A Guest Blog By Jan Daley

On pain of death – or my beautiful HyperBike being angle-ground into inch long pieces – I was forbidden to risk my or Rebel’s life or limbs for the foreseeable future.

Rebel’s behaviour, even in the exercise cart, deteriorated. On grooming, harnessing and leaving the yard he was an angry bargy pony – completely out of character. Then he started refusing to stand still while I mounted; and then rushing off, – cantering, even – for the first 1/2 mile. Then he would settle and be great again.

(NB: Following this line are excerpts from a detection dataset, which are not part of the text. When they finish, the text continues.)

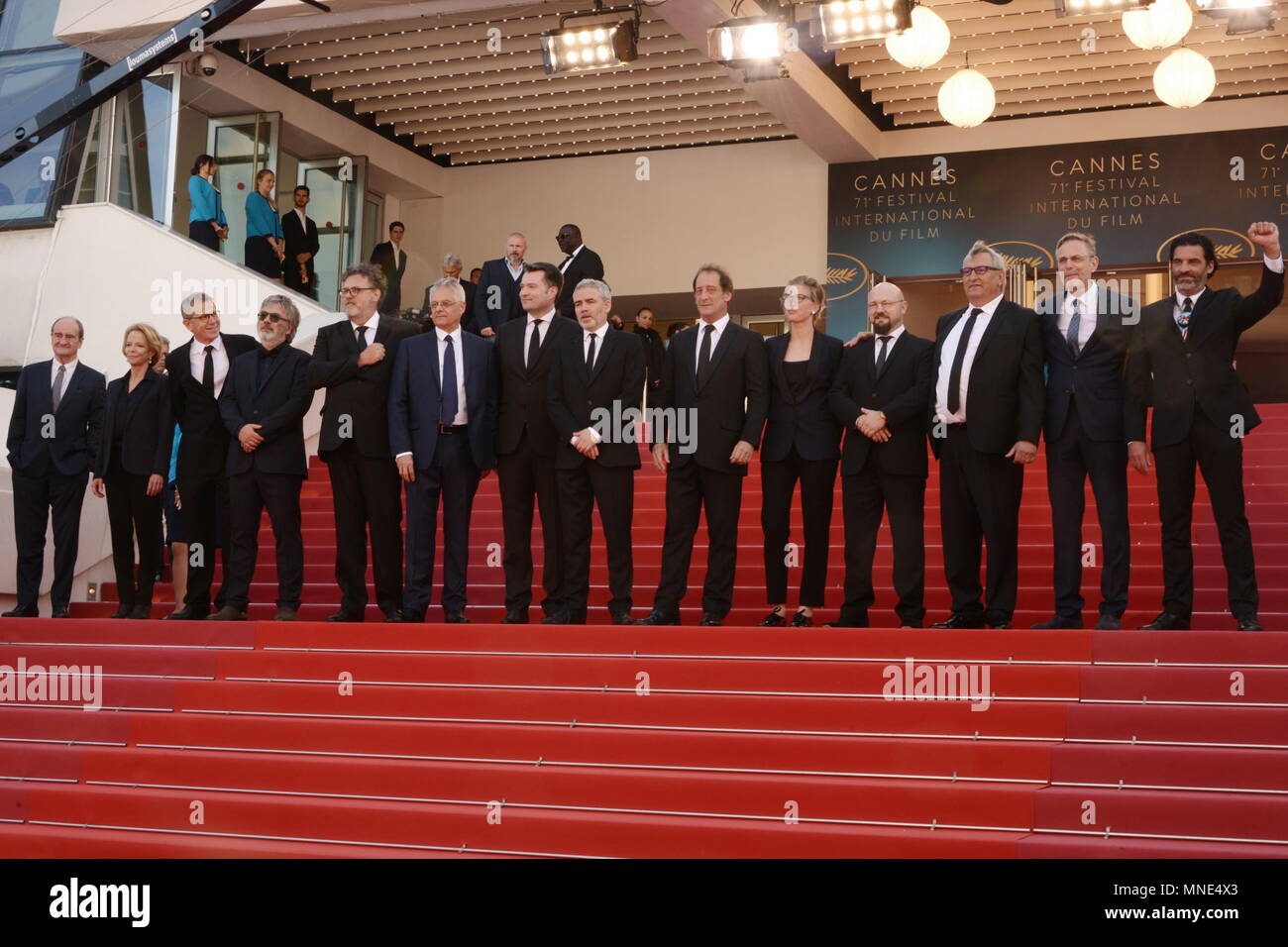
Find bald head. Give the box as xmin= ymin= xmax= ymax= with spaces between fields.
xmin=868 ymin=282 xmax=909 ymax=335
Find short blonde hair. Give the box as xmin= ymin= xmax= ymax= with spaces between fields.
xmin=121 ymin=322 xmax=161 ymax=365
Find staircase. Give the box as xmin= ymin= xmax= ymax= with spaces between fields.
xmin=0 ymin=404 xmax=1288 ymax=858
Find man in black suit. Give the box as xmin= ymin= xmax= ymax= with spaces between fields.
xmin=549 ymin=279 xmax=644 ymax=625
xmin=491 ymin=263 xmax=580 ymax=625
xmin=309 ymin=263 xmax=420 ymax=621
xmin=1127 ymin=222 xmax=1284 ymax=631
xmin=166 ymin=292 xmax=258 ymax=621
xmin=210 ymin=296 xmax=313 ymax=621
xmin=831 ymin=282 xmax=935 ymax=627
xmin=555 ymin=224 xmax=604 ymax=320
xmin=371 ymin=220 xmax=407 ymax=316
xmin=635 ymin=305 xmax=666 ymax=393
xmin=420 ymin=254 xmax=476 ymax=325
xmin=389 ymin=275 xmax=497 ymax=624
xmin=465 ymin=233 xmax=525 ymax=338
xmin=282 ymin=184 xmax=319 ymax=299
xmin=1033 ymin=233 xmax=1145 ymax=629
xmin=930 ymin=240 xmax=1046 ymax=627
xmin=4 ymin=316 xmax=107 ymax=618
xmin=640 ymin=263 xmax=769 ymax=625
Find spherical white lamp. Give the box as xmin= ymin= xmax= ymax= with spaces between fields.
xmin=1124 ymin=0 xmax=1194 ymax=49
xmin=886 ymin=7 xmax=952 ymax=69
xmin=1154 ymin=48 xmax=1216 ymax=108
xmin=939 ymin=69 xmax=997 ymax=129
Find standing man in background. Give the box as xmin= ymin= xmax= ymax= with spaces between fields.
xmin=4 ymin=316 xmax=107 ymax=618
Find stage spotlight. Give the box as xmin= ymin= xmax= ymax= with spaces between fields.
xmin=818 ymin=0 xmax=917 ymax=48
xmin=1194 ymin=0 xmax=1275 ymax=36
xmin=1055 ymin=0 xmax=1154 ymax=17
xmin=541 ymin=7 xmax=638 ymax=76
xmin=707 ymin=17 xmax=785 ymax=81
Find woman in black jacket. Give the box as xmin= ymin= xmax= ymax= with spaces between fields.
xmin=93 ymin=322 xmax=174 ymax=618
xmin=760 ymin=275 xmax=842 ymax=627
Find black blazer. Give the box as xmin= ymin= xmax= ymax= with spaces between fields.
xmin=555 ymin=246 xmax=604 ymax=320
xmin=309 ymin=316 xmax=420 ymax=458
xmin=760 ymin=333 xmax=844 ymax=463
xmin=548 ymin=327 xmax=644 ymax=469
xmin=93 ymin=369 xmax=174 ymax=478
xmin=1037 ymin=287 xmax=1145 ymax=443
xmin=465 ymin=257 xmax=527 ymax=334
xmin=1127 ymin=266 xmax=1284 ymax=450
xmin=8 ymin=360 xmax=107 ymax=476
xmin=389 ymin=327 xmax=497 ymax=471
xmin=371 ymin=240 xmax=407 ymax=313
xmin=164 ymin=333 xmax=259 ymax=479
xmin=282 ymin=207 xmax=322 ymax=275
xmin=829 ymin=329 xmax=935 ymax=476
xmin=496 ymin=316 xmax=581 ymax=458
xmin=653 ymin=317 xmax=769 ymax=475
xmin=219 ymin=343 xmax=313 ymax=476
xmin=927 ymin=299 xmax=1046 ymax=458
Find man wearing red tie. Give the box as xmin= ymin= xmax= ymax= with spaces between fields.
xmin=1127 ymin=222 xmax=1284 ymax=631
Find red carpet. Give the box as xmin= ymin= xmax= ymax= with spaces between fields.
xmin=0 ymin=406 xmax=1288 ymax=858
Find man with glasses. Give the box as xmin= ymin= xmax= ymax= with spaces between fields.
xmin=166 ymin=292 xmax=257 ymax=621
xmin=309 ymin=263 xmax=420 ymax=621
xmin=928 ymin=240 xmax=1044 ymax=627
xmin=210 ymin=296 xmax=313 ymax=621
xmin=4 ymin=316 xmax=107 ymax=618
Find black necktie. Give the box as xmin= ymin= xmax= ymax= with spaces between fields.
xmin=948 ymin=309 xmax=984 ymax=415
xmin=877 ymin=335 xmax=890 ymax=377
xmin=528 ymin=320 xmax=541 ymax=371
xmin=698 ymin=326 xmax=716 ymax=385
xmin=201 ymin=346 xmax=215 ymax=395
xmin=438 ymin=336 xmax=458 ymax=424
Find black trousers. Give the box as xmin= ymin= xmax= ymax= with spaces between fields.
xmin=1154 ymin=407 xmax=1259 ymax=618
xmin=226 ymin=468 xmax=304 ymax=611
xmin=176 ymin=473 xmax=232 ymax=612
xmin=403 ymin=430 xmax=480 ymax=616
xmin=322 ymin=443 xmax=402 ymax=614
xmin=653 ymin=455 xmax=743 ymax=618
xmin=760 ymin=447 xmax=837 ymax=608
xmin=13 ymin=469 xmax=89 ymax=608
xmin=557 ymin=460 xmax=635 ymax=621
xmin=939 ymin=424 xmax=1024 ymax=625
xmin=1047 ymin=403 xmax=1130 ymax=618
xmin=838 ymin=461 xmax=926 ymax=627
xmin=496 ymin=430 xmax=564 ymax=614
xmin=103 ymin=466 xmax=161 ymax=608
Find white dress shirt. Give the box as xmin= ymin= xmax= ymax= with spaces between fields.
xmin=693 ymin=313 xmax=729 ymax=377
xmin=188 ymin=335 xmax=228 ymax=398
xmin=1055 ymin=282 xmax=1099 ymax=352
xmin=935 ymin=288 xmax=1002 ymax=424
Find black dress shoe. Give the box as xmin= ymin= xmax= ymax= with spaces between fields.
xmin=1029 ymin=614 xmax=1082 ymax=630
xmin=162 ymin=605 xmax=210 ymax=621
xmin=930 ymin=614 xmax=984 ymax=627
xmin=635 ymin=611 xmax=680 ymax=625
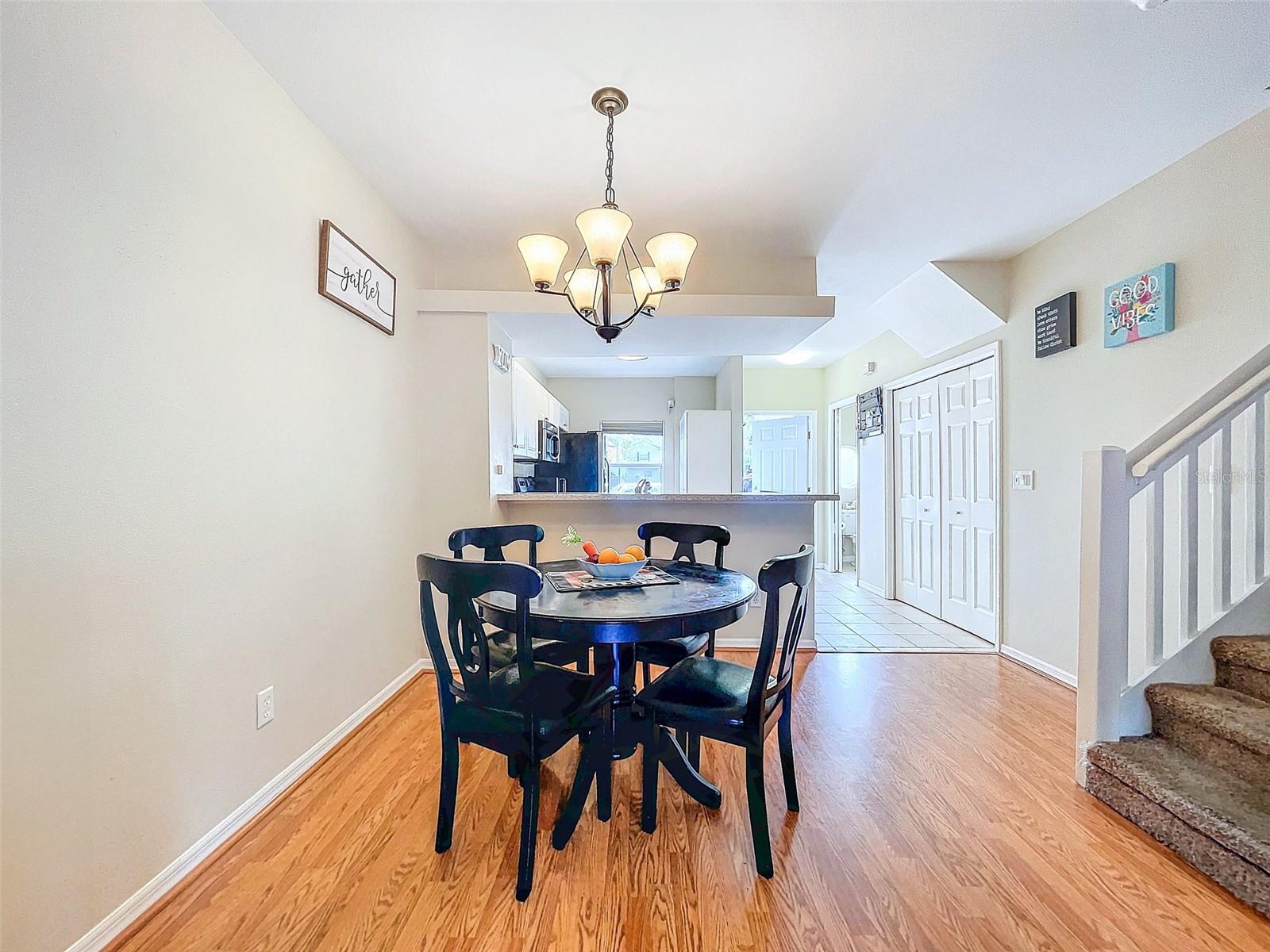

And then one day he bolted from the yard before I could mount. I will never know how he managed to avoid the cars and people in the car park. Joe, hearing my screams, ran after him, caught him, and in the interests of safety, Rebel was comforted, then turned away whilst I again scrabbled in my equine ignorance.

Thank the gods for Google! Might it be gastric ulcers?! A slightly nervous, not confident with recently changed behaviour, Shetland pony? ad lib forage; congenial company? Unlikely. But nevertheless, nothing else fits. Gastroscopy diagnosed Grade 1&2 glandular ulcers. Not many, not the worst ever case. But ulcers it was. 3 scopes and 2 lots of treatment later, the old Rebel returned. By this stage my lung function had deteriorated to 20% of that expected of my healthy equivalent, my confidence had taken a battering, and I felt needed professional schooling for Rebel to get us safely back on the road.

Enter a new member of staff at my local saddlery supplier “who drives!” Oh my god!!! At last! Someone who actually drives! And who knows a real live driving instructor!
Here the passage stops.